Having met several times with an experienced and successful political consulting group when I considered entering the NC-D primary for the US Senate, elections are won and lost in the living rooms of high probability voters through TV messaging.  And buying primetime is expensive (they spoke in terms of shows like Oprah and Wheel of Fortune).  Just as in military operations, those who control the air win the war.  With the Supreme Court ruling allowing unlimited corporate contributions, it has opened the door for a small number of the wealthy and corporate America to markedly control the outcome of our elections.  The ‘voice’ of the singular wealthy and corporate ‘citizen’ has become much louder than the voice of the average citizen.  Take for example the case of a Wall Street hedge fund operator in NYC and a business owner in the Washington DC area pumping hundreds of thousand of dollars (through and entity called Concerned Taxpayers of America) into attack adds against a Democratic incumbent in Oregon (Rep. DeFazio) (ref).  Or the revelation that a small circle of exceptionally wealthy Wall Street hedge fund and private equity moguls, who were ‘bitterly opposed’ to Democratic proposals to increase taxes on compensation that hedge funds pay their partners, provided substantial funding for GPS Crossroads that worked in conjunction with other special interests in supporting Republican political campaigns around the country (ref).

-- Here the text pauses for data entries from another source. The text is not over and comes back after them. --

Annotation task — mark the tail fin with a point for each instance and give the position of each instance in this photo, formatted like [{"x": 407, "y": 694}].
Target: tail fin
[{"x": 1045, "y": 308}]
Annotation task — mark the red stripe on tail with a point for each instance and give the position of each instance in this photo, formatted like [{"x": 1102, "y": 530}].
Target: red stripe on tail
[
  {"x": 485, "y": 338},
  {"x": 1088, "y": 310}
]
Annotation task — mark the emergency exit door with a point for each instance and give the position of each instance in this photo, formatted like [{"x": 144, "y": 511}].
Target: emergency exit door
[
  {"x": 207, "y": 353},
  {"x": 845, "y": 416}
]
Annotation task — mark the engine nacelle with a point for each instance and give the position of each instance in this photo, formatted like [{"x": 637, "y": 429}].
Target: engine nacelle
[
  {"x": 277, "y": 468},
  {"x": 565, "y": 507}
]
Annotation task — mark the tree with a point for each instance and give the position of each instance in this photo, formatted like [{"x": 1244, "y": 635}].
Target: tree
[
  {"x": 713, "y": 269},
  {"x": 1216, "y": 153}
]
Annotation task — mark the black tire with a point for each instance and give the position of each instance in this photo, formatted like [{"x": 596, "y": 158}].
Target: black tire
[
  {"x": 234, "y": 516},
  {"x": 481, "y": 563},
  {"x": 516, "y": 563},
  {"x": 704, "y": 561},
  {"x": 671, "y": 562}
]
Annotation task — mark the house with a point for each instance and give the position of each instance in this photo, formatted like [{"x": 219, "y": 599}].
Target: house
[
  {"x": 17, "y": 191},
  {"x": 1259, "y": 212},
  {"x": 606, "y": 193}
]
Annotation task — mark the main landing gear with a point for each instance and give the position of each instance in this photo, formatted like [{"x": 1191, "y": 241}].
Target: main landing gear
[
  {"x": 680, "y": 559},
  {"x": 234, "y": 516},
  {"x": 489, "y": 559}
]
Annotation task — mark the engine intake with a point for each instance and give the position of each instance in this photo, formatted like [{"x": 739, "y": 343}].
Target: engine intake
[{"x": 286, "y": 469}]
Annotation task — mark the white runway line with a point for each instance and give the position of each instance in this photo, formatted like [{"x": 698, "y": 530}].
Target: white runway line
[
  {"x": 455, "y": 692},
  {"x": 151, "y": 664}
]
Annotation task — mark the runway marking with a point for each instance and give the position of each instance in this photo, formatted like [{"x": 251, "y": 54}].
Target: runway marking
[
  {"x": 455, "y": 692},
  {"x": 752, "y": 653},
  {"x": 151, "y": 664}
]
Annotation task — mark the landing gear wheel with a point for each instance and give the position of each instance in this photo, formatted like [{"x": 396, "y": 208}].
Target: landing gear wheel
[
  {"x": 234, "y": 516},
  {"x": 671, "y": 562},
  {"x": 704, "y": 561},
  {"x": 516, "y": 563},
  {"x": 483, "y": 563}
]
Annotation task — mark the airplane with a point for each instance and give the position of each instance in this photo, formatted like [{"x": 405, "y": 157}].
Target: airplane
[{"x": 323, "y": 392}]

A system now exists where a limited number of special interests, driven by greed and their own interest, can stack the deck in our elections to their own benefit without regard to the public.  The same special interests that contribute to political campaigns.  I believe it important that the attendance by Supreme Court justices Thomas and Scalia at a bi-annual closed-door Koch brother meeting be investigated.  It is not unusual for political figures to attend conferences.  However, the meeting they attended was billed as a forum ‘to review strategies for combating the multitude of public policies that threaten to destroy America as we know it’  (ref).  If our Supreme Court justices attended strategy sessions that would raise ethical questions as to whether they should have recused themselves from the Citizens United vote that opened the door for the Koch brothers and other special interests to heavily contribute to political campaigns. Common Cause has sent a letter to Attorney General Eric Holder requesting that DOJ investigate the matter (ref).

Point Summary

First, with our country involved in global investment, and with no control over where the wealthy and corporations deploy their capital, it can be strongly argued that targeted investment by the government into private sector jobs creation is a much more reliable way of stimulating our economy than tax cuts to the wealthiest during this current recovery.  I believe tax payers would support the use of taxpayer dollars to support jobs creation at home rather than borrowing to support job creation abroad.  Regarding free-market purists, our government has been supporting and creating private sector jobs for decades in the defense industries.  Why not in alternative energy, as but one example, if our dependence on foreign oil has been considered a national security issue (ref).

Second, the tenacious defense of tax cut policy by the Republican Party, a policy that has failed both in theory and hard outcomes, must be questioned from the perspective of political self-interest versus the health of our economy, job creation at home, and the well-being of our citizenry.